Previously this was your format.
Code:
head = 2 bits
data_base[32-30] = 3 bits
pause_bit = 1 bit
data_base[29-15] = 15 bits
pause_bit = 1 bit
data_base[14-0] = 15 bits
pause_bit = 1 bit
data_extent = 9 bits
pause_bit = 1 bit
So the data bits might be represented like this.
Code:
Byte 0 Byte 1 Byte 2 Byte 3 Byte 4 Byte 5
hhdAApBB CCCCCCCC DDDDDpEE FFFFFFFF GGGGGpee eeeeeeep
^^ ^^ ^^^^^^^^ ^^^^^ ^^ ^^^^^^^^ ^^^^^
|| || |||||||| ||||| || |||||||| |||||
0x18|| 0xFF 0xF8 || 0xFF 0xF8
0x03 0x03
Okay, getting those masks was pretty easy. I did the masking of a byte from the incoming array using a byte-sized constant that was an unsigned long. That was for use with the shift later.
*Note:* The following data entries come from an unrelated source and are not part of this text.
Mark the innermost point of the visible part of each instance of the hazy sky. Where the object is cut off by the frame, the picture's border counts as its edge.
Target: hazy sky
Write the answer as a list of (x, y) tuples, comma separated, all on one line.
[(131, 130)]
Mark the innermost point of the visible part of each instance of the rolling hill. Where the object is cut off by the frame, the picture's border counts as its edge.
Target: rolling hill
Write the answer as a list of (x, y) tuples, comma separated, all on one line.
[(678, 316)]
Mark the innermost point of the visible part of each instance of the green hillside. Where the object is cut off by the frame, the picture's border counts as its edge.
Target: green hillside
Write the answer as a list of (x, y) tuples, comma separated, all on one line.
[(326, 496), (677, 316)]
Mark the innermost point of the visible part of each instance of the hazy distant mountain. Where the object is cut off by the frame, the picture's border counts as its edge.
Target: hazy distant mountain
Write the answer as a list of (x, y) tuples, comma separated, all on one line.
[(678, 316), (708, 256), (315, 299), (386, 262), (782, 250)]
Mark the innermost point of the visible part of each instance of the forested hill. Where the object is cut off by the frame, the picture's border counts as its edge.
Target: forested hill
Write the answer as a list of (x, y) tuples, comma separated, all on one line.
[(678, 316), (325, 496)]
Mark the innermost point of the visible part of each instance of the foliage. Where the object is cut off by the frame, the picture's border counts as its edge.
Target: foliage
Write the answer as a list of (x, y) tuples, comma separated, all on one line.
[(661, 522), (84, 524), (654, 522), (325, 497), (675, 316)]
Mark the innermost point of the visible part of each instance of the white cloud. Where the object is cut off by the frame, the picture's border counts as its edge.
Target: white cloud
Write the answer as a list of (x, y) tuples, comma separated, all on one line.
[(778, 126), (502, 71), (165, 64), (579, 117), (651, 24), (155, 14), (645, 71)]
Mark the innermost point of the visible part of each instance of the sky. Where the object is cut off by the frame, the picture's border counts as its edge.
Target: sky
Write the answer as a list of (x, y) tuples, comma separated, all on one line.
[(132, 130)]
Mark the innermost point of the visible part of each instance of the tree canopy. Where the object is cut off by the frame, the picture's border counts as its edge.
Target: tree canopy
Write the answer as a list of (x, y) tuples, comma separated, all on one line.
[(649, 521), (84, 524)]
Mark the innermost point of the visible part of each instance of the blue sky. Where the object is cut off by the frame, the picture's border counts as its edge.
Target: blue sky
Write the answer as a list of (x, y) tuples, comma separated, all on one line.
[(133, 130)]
But this first-stage result will be in the lower 8 bits.
You want to move each of these blocks of bits to the right position in the result.
Code:
Bit 3322222222221111111111
Bit 10987654321098765432109876543210
AABBCCCCCCCCDDDDDEEFFFFFFFFGGGGG
The values of the shift might be more normal-looking if the lsb were always at bit 0. But I skipped any right-shifting to do that, and instead just moved the remaining distance.
Code:
unsigned long foo(unsigned char *addr)
{
return (addr[0] & 0x18UL) << 27 | /* bits 31-30 */
(addr[0] & 0x03UL) << 28 | /* bits 29-28 */
(addr[1] & 0xFFUL) << 20 | /* bits 27-20 */
(addr[2] & 0xF8UL) << 12 | /* bits 19-15 */
(addr[2] & 0x03UL) << 13 | /* bits 14-13 */
(addr[3] & 0xFFUL) << 5 | /* bits 12- 5 */
(addr[4] & 0xF8UL) >> 3; /* bits 4 - 0 */
}
For example, the first shift uses 27 instead of 30 because the bits are already 3 places to the right.